PSOE, far from the bad omens of the polls, has managed to increase its seats in Congress to 122 from the previous 120 and, what is better, it has remained only three hundred thousand votes behind PP, a tiny 1.3 per cent of the vote. Together with Sumar, the new party on the left of PSOE, they obtain 153 seats. Taken together, the government parties only lost five seats. But, unlike PP, PSOE can negotiate the support of other groups present in the chamber, groups that had already supported the left-wing government in the past legislature: the Basque nationalists of the left (EH Bildu) and right (PNV) and the centre-left Catalan independentists, ERC. Thus, even though it has not won the elections, PSOE has a better chance of forming a government than the winner, PP. PSOE’s good results have been due to the last-minute mobilisation of a part of the progressive vote spurred by fear of a right-wing government with the extreme right in the style of Giorgia Meloni in Italy. The PP campaign – based on lies and fake news, clearly leaning to the right, with a strategy of harassment and overthrow of the government, and with the recent memory of its pacts with Vox– has ended up raising the vote for the left.
However, the results do not give a conclusive mandate because the configuration of a majority around PSOE in the Congreso depends to a large extent on the participation of the right-wing Catalan independentists, Junts, who have already made it clear that their conditions are a general amnesty for those accused of the 2012-2017 independence movement (the so-called procés) and the holding of a self-determination referendum in Catalonia. Both demands are unacceptable for PSOE. If Junts finally decides not to support the formation of a new left-wing coalition government, there will be no choice but to repeat the election, probably at the end of the year. It would be the third time we have to repeat a general election in a row: the 2015 election was repeated in 2016, and that of April 2019 in November of the same year.

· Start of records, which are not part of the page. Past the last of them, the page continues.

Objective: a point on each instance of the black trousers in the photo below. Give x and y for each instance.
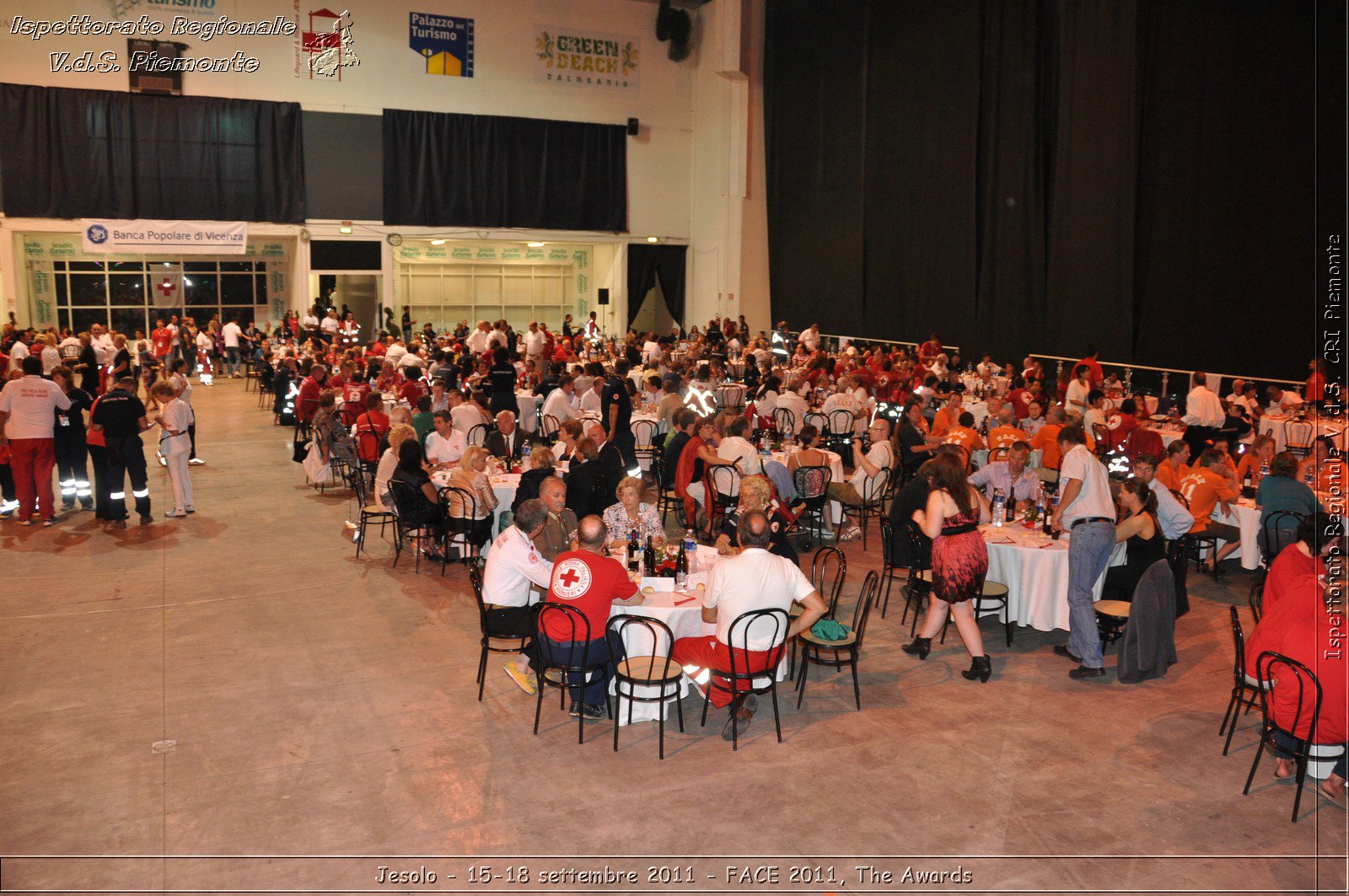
(99, 460)
(126, 459)
(72, 469)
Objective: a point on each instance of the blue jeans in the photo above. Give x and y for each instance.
(1089, 552)
(595, 653)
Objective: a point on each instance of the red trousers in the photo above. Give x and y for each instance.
(31, 462)
(710, 653)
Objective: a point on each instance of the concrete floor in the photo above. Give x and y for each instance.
(321, 705)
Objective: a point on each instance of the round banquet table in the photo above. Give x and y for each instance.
(1035, 570)
(1274, 426)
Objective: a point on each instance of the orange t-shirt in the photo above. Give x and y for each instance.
(1004, 436)
(1204, 489)
(1170, 475)
(965, 437)
(1047, 440)
(942, 422)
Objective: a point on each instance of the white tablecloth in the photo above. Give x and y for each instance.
(1036, 577)
(1274, 426)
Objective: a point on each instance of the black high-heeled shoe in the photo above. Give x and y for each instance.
(981, 668)
(919, 648)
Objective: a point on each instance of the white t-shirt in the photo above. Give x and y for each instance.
(31, 406)
(231, 332)
(753, 581)
(1094, 498)
(443, 451)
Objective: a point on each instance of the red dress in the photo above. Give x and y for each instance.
(959, 559)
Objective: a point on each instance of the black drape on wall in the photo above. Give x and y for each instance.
(489, 170)
(645, 263)
(105, 154)
(1040, 174)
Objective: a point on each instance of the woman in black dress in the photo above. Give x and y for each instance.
(1143, 536)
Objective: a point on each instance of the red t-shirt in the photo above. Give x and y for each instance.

Regardless of what happens in the end, the general election in Spain has a clear European dimension, because it halts the recent string of elections in the EU that brought coalitions or collaborations between the right and the far-right to power. If the coalition between PP and Vox had materialised, Spain would have joined the countries that already have such government coalition or parliamentary agreements s between the traditional right and the extreme right as Italy, Sweden, or Finland, which align with the national-populist governments of Hungary and Poland. And a government of this type in Spain would be a strong symbol at a time when the country holds the semester presidency of the Union and when there is less than a year to go before the European election in June 2024. This election will be key to determining the direction the Union will follow in the coming decades, and there is a danger this direction could be determined by alliances between the traditional right and the populist and nationalist extreme right. The resistance of the left, fostered by the vote of the Spanish progressive electorate, should also be read as a message to keep building a Europe of democracy, freedom and equality.